I eliminated matrix multiplication from transformers using 1965 Soviet research
Posted by ZaneHam 7 hours ago
Comments
Comment by ZaneHam 7 hours ago
Author here, I've been collecting historical computing documentation for a few years and found Brusentsov's balanced ternary research from Moscow State University (1958-1965). Applied it to modern transformers.
Some interesting results:
93.8% energy reduction per inference, 16x memory compression (7B model: 28GB → 1.75GB), Zero floating-point multiplication, Runs on CPUs, no GPU required and Architectural epistemic uncertainty (it won't hallucinate what it doesn't know)
Repo: https://github.com/Zaneham/Ternary_inference
Happy to answer questions :-) Happy holidays and merry christmas!
Comment by mika6996 5 hours ago
Did you try this method on any model? What do benchmarks say?
Comment by ZaneHam 5 hours ago
Honest answer: I tested it on GPT-2 (124M) and the results are mixed.
The mathematical claims hold up. I ran 58 tests covering ternary matmul correctness, memory compression, and numerical stability. The 16x compression works, the zero-multiplication property is verified, and the epistemic layer correctly abstains on high-entropy distributions.
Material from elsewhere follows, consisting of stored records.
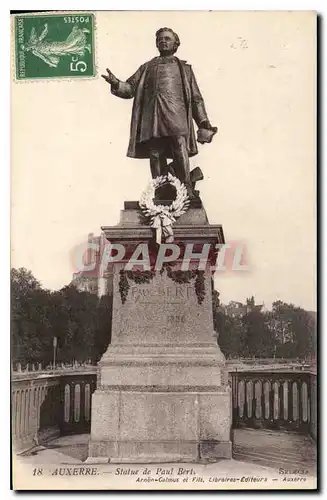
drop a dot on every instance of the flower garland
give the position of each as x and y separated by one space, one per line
162 217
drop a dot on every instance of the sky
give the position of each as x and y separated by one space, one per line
256 72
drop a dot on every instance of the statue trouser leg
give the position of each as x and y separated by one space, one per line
158 162
182 163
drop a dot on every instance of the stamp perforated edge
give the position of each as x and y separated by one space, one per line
50 79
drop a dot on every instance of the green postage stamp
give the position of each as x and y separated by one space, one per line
54 45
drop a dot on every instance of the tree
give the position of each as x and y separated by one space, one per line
80 321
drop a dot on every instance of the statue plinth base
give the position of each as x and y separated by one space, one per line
162 393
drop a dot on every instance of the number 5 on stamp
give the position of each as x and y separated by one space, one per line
54 46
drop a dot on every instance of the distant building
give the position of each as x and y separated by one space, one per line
94 278
238 309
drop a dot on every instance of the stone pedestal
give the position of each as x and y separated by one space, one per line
162 393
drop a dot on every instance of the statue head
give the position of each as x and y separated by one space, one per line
167 41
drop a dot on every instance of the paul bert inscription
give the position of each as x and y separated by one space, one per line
161 293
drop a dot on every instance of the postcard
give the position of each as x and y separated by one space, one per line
163 250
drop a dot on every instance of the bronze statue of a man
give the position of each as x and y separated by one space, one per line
166 99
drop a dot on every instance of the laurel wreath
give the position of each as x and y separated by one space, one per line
161 216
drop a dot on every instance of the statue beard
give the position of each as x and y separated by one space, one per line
165 52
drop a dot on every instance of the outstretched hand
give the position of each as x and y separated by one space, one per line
110 77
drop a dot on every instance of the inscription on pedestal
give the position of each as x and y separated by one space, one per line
156 295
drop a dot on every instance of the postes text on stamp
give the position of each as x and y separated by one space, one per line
54 46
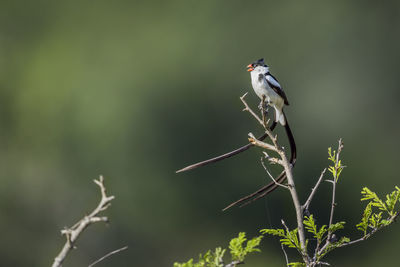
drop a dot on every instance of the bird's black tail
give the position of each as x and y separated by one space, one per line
226 155
279 180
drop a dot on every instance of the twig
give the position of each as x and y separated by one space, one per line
74 232
335 178
253 140
247 108
308 202
284 252
108 255
288 170
270 176
234 263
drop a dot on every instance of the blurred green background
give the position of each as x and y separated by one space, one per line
135 90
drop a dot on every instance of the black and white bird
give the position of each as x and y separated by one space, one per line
265 84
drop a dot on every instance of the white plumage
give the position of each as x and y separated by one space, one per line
261 81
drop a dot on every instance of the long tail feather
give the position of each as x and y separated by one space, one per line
226 155
265 190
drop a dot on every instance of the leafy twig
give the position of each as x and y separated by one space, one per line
75 231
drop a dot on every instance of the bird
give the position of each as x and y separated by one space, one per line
266 85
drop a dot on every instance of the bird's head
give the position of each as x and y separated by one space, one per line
259 64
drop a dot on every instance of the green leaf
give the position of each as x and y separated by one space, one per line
274 232
297 264
375 200
289 238
238 252
310 226
336 226
363 225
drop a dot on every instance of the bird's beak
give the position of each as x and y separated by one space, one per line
250 67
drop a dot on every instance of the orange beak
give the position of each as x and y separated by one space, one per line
250 67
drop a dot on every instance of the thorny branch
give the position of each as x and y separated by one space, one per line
74 232
284 162
334 182
308 201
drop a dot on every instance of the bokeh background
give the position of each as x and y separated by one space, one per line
135 90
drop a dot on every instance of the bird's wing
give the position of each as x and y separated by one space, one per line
274 84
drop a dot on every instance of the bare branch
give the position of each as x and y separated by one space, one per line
333 204
247 108
108 255
234 263
284 252
308 202
288 170
74 232
270 176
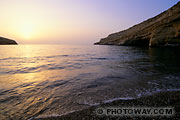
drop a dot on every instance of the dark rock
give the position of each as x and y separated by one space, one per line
162 30
5 41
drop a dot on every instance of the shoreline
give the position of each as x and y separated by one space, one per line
161 99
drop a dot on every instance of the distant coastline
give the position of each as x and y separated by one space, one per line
6 41
160 31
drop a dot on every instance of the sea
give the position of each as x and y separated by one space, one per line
39 81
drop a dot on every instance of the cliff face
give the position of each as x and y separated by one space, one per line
5 41
162 30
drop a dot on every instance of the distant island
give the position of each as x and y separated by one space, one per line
5 41
161 30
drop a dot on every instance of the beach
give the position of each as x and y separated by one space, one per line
161 99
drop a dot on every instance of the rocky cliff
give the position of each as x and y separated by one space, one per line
5 41
161 30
What does not work is post-training quantization. When I quantized GPT-2's weights to ternary and ran generation, the output was garbage. This is expected because the model was never trained with ternary constraints. BitNet gets coherent output because they train from scratch with ternary baked in. I did not do that.
The actual novelty here is not the quantization itself but the epistemic output layer that treats the ternary zero as "I do not know" rather than just sparsity. My tests show it correctly abstains on future predictions and impossible knowledge while answering factual queries confidently. But I should be clear that these tests use designed distributions, not outputs from a trained model.
I do not have the compute to train a ternary model from scratch, so coherent generation remains theoretical. The code is at github.com/Zaneham/Ternary_inference if you want to poke at it. Happy to be proven wrong on any of this. tl:dr yes it works but current models aren't made for it. The most interesting thing is the llm can say when it doesn't know.